We hiked north on Trail #5, an energy draining climb for me, until the trail leveled off along the east ridge. We came to a former 1850’s Madison and Indianapolis Railroad tunnel sadly closest until May 1st to protect hibernating bats. Trail #5 led up to Tunnel Falls (Photo#6), a long 83 foot drop fed by Dean’s Branch. Photo#7 show remnants of the support structures for a former railroad bridge that spanned the valley.
Using the park road to circumvent the falls, we hopped back on moderately rugged Trail#6 & #7 to descend back down the ridge past Lookout Point toward our fourth and final waterfall, Little Clifty Falls (photo#8), viewing it’s 60 foot plunge.

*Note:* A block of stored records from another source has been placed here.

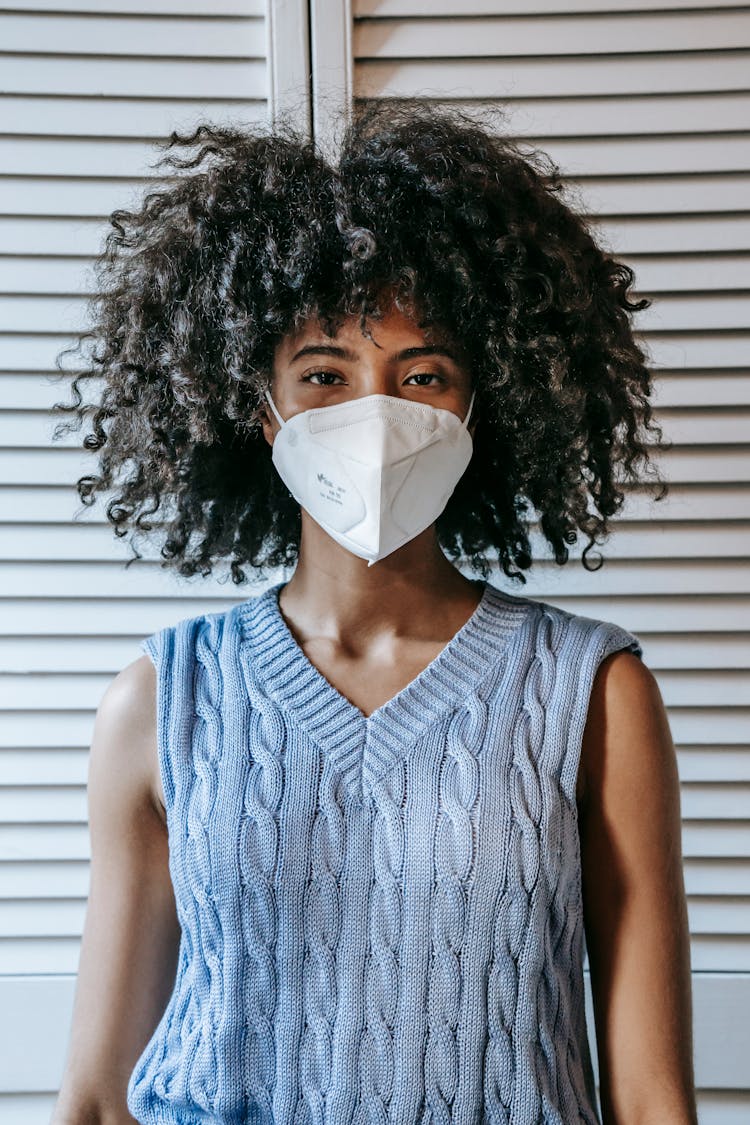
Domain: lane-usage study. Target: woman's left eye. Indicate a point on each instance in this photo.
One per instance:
(424, 375)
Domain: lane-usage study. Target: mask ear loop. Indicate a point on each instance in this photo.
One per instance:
(466, 421)
(279, 419)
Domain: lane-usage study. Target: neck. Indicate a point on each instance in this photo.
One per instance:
(412, 591)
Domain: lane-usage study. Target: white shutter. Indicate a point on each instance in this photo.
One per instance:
(88, 88)
(645, 108)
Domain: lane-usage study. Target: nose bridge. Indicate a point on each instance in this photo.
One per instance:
(376, 376)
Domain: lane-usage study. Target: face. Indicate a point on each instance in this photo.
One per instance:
(312, 369)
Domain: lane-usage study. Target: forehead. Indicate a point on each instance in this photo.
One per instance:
(394, 326)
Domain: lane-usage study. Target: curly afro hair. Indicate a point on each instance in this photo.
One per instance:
(426, 207)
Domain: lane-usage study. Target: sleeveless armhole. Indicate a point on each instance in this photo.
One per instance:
(160, 647)
(604, 639)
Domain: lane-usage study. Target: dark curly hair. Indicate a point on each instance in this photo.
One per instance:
(426, 207)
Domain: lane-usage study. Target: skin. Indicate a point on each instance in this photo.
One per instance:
(370, 631)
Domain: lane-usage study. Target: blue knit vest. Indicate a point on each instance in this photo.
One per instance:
(381, 917)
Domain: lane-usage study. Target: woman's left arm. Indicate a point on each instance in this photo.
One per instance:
(634, 903)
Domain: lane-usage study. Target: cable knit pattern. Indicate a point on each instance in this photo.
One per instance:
(381, 917)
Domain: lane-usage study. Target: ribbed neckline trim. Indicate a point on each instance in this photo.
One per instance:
(372, 743)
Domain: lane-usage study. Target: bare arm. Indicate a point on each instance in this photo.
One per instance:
(130, 936)
(634, 905)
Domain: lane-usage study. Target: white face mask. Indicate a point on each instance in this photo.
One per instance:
(373, 471)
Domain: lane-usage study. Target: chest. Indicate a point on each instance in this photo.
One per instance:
(369, 683)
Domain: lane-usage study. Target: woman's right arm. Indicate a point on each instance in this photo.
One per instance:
(130, 936)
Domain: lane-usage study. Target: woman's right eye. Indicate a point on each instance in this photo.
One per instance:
(325, 381)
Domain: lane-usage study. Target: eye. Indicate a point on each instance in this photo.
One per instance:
(425, 375)
(326, 378)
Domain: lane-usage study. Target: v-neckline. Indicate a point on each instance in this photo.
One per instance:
(368, 745)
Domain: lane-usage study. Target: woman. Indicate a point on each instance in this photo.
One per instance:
(349, 835)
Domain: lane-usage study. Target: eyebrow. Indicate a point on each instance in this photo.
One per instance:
(345, 353)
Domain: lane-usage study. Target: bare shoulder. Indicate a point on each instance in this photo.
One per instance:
(626, 725)
(128, 710)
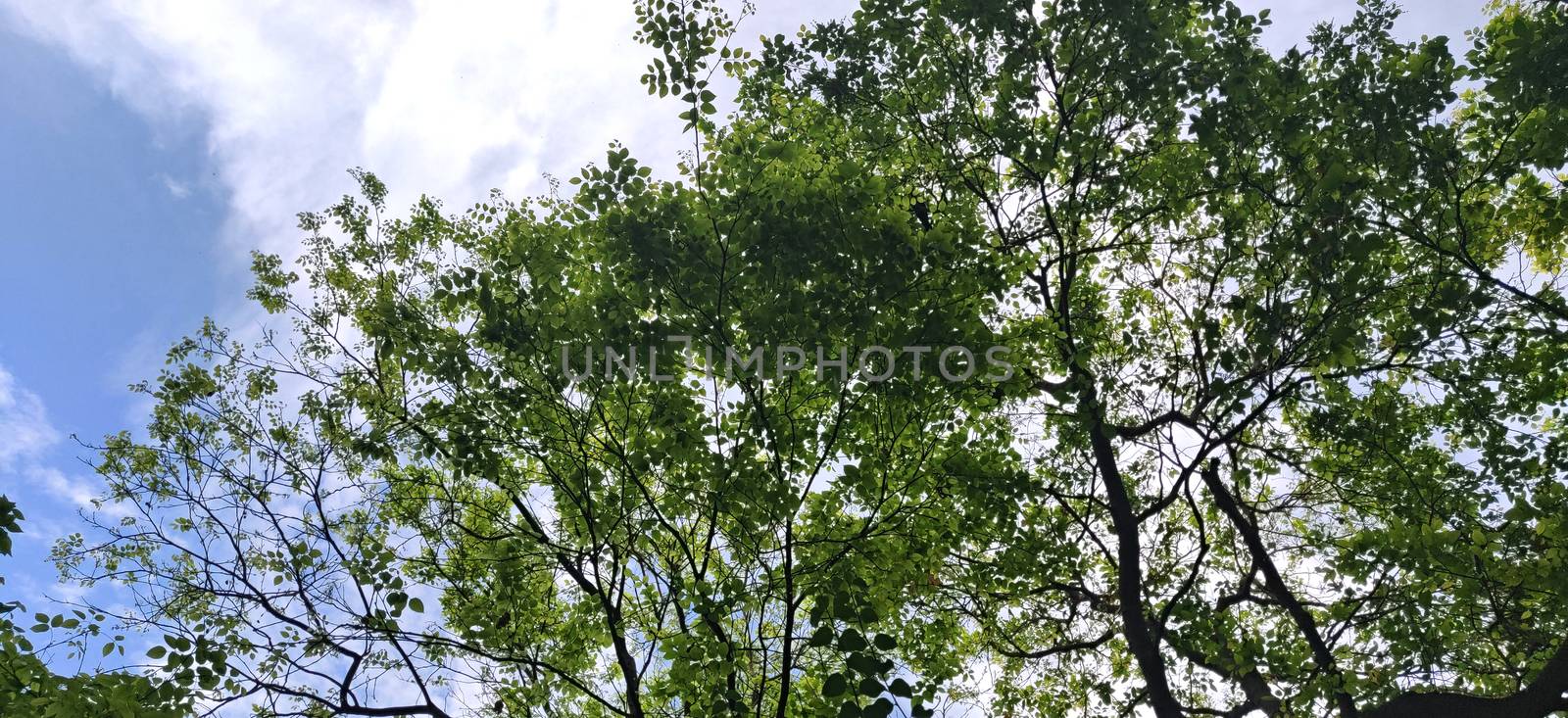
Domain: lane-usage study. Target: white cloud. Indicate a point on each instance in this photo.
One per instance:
(176, 188)
(436, 98)
(24, 425)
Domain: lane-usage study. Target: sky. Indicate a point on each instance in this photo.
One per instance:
(148, 146)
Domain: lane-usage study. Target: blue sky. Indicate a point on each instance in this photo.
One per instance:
(148, 146)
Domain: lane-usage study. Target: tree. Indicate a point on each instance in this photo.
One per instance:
(28, 689)
(1283, 436)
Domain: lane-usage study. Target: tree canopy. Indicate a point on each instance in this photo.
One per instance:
(1282, 435)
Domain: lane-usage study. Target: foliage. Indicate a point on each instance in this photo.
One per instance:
(28, 689)
(1286, 435)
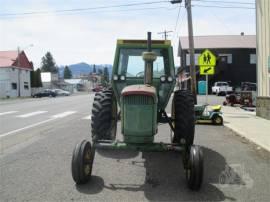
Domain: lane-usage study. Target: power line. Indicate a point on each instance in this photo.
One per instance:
(227, 2)
(81, 9)
(234, 7)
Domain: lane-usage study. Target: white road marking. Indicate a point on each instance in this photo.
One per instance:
(9, 112)
(31, 114)
(61, 115)
(87, 117)
(24, 128)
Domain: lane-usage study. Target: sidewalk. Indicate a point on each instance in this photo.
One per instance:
(248, 125)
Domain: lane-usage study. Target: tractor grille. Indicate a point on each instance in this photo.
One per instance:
(138, 100)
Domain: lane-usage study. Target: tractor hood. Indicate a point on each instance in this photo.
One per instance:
(146, 90)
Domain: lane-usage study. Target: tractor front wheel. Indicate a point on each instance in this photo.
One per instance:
(194, 168)
(104, 116)
(82, 162)
(217, 120)
(183, 118)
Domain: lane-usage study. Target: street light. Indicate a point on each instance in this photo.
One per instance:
(19, 70)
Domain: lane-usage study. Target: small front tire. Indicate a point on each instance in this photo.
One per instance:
(217, 120)
(194, 169)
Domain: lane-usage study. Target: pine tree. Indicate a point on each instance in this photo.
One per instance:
(33, 79)
(106, 74)
(67, 73)
(100, 72)
(38, 78)
(48, 63)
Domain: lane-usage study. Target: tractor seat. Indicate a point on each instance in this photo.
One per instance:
(139, 90)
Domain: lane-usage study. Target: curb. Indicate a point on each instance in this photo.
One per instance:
(240, 133)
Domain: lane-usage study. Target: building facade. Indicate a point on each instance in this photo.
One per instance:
(15, 72)
(263, 57)
(236, 57)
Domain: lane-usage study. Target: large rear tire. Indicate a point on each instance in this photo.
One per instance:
(104, 116)
(183, 117)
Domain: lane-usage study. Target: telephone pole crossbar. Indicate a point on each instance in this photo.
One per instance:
(165, 34)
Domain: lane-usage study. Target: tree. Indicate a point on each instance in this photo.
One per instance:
(67, 73)
(48, 63)
(100, 72)
(94, 69)
(106, 74)
(38, 77)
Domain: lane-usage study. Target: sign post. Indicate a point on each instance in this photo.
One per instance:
(207, 62)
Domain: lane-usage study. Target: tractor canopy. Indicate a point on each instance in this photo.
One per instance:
(129, 68)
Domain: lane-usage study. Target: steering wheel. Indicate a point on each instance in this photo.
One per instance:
(140, 74)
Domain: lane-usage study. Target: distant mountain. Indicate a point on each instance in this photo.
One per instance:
(83, 68)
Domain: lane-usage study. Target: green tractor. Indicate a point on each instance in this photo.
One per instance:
(143, 80)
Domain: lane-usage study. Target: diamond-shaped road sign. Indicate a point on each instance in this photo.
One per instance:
(207, 62)
(207, 58)
(204, 70)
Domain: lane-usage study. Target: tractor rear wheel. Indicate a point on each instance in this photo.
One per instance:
(183, 117)
(104, 116)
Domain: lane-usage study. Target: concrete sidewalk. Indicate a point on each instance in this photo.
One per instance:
(248, 125)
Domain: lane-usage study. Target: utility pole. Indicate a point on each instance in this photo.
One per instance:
(192, 67)
(165, 33)
(19, 73)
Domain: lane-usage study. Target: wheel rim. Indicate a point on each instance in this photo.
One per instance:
(218, 120)
(87, 162)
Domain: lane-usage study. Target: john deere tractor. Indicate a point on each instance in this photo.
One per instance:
(143, 80)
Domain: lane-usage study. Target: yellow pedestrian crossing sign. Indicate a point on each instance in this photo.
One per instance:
(207, 58)
(207, 70)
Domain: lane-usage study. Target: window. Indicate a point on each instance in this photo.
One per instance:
(252, 59)
(131, 62)
(14, 86)
(26, 86)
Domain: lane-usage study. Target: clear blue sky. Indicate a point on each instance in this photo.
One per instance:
(90, 35)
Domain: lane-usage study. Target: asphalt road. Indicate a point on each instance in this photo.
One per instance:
(35, 161)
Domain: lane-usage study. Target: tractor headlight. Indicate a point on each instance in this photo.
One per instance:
(122, 78)
(170, 79)
(115, 77)
(162, 78)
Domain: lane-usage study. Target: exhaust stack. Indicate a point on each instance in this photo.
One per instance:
(149, 57)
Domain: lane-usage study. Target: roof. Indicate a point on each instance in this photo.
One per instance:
(10, 59)
(221, 41)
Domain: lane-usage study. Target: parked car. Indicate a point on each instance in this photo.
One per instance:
(248, 86)
(60, 92)
(221, 88)
(45, 93)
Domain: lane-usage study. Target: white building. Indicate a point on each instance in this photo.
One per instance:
(15, 74)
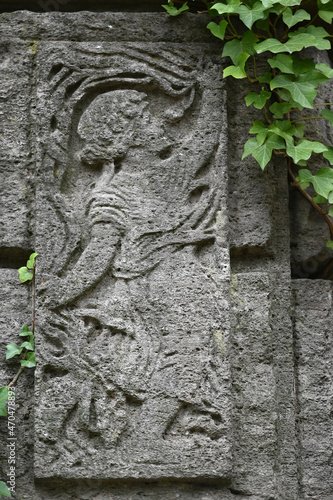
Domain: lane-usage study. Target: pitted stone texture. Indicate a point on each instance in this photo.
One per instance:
(106, 26)
(133, 378)
(15, 312)
(264, 456)
(314, 358)
(16, 66)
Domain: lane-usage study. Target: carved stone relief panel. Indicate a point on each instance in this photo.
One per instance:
(133, 377)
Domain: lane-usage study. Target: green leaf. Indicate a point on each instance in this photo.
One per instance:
(325, 12)
(318, 33)
(234, 48)
(30, 361)
(261, 130)
(25, 274)
(326, 69)
(297, 41)
(328, 114)
(304, 150)
(250, 16)
(258, 100)
(3, 401)
(329, 154)
(29, 346)
(302, 65)
(301, 41)
(31, 261)
(319, 199)
(291, 19)
(299, 130)
(304, 178)
(323, 181)
(264, 152)
(13, 350)
(237, 71)
(278, 109)
(257, 127)
(218, 30)
(303, 93)
(174, 11)
(314, 77)
(284, 129)
(4, 491)
(229, 8)
(25, 332)
(271, 45)
(284, 62)
(266, 77)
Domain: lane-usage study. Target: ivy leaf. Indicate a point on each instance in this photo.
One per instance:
(3, 401)
(289, 3)
(234, 48)
(29, 346)
(299, 130)
(326, 69)
(318, 33)
(278, 109)
(258, 100)
(303, 93)
(218, 30)
(272, 45)
(250, 16)
(291, 19)
(237, 71)
(261, 130)
(25, 274)
(283, 62)
(329, 154)
(30, 361)
(304, 178)
(13, 350)
(323, 181)
(174, 11)
(31, 261)
(264, 152)
(319, 199)
(284, 129)
(25, 332)
(314, 77)
(4, 491)
(328, 114)
(325, 12)
(266, 77)
(302, 65)
(304, 150)
(301, 41)
(229, 8)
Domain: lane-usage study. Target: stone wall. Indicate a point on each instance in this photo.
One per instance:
(176, 356)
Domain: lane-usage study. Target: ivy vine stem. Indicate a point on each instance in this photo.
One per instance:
(309, 198)
(33, 314)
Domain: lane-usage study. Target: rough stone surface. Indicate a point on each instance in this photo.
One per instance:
(156, 378)
(133, 365)
(313, 354)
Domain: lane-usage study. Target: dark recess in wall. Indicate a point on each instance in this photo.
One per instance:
(79, 5)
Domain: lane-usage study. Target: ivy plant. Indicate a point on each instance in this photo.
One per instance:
(26, 350)
(284, 91)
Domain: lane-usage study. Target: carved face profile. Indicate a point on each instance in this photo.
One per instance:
(116, 121)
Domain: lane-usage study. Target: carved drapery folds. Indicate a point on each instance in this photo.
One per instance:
(134, 271)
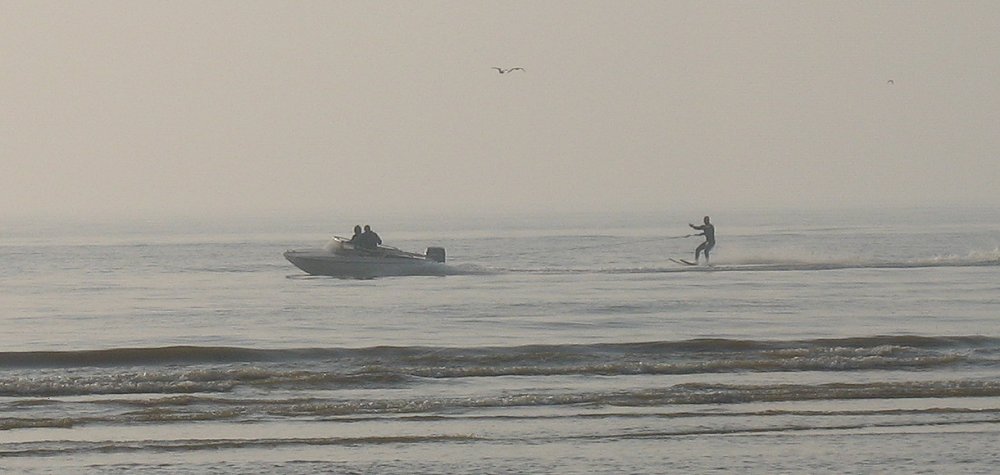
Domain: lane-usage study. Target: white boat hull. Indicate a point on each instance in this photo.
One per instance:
(324, 262)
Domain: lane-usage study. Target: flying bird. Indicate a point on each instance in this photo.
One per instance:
(505, 71)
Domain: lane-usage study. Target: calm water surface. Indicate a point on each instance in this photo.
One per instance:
(818, 342)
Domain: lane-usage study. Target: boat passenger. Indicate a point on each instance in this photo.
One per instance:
(369, 239)
(356, 238)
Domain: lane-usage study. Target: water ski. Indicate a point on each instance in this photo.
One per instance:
(684, 261)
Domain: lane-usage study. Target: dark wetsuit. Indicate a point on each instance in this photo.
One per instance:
(369, 240)
(707, 230)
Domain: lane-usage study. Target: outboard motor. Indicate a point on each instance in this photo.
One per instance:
(435, 254)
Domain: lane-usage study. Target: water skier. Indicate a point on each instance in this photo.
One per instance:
(707, 230)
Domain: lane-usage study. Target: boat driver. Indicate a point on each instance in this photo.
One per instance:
(369, 239)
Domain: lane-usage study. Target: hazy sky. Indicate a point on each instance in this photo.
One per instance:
(132, 108)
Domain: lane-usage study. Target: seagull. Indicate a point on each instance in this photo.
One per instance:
(505, 71)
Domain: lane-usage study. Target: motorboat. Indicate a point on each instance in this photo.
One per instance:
(342, 258)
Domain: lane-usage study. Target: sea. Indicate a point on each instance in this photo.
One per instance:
(833, 341)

If you like trail diversity (ridges & valleys), a challenging workout but beautiful views, meandering stream with rock fossils and many waterfalls then this is the park for you.
I look forward to return with flashlights and hike through the dark railroad tunnel trail. A mile from the south park entrance is the quaint, picturesque river town of Madison on the banks of the Ohio River. Founded in 1809, Madison was an active steamboat port and was home to Indiana’s first railroad. We relaxed and enjoyed supper outside at The Downtowner Restaurant where I enjoyed a reuben sandwich and hot chicken, rice & veggies soup at very reasonable prices. After grabbing ice cream at a nearby shop we walked down to the riverbank (Photo#9) enjoying the historic atmosphere of the river town.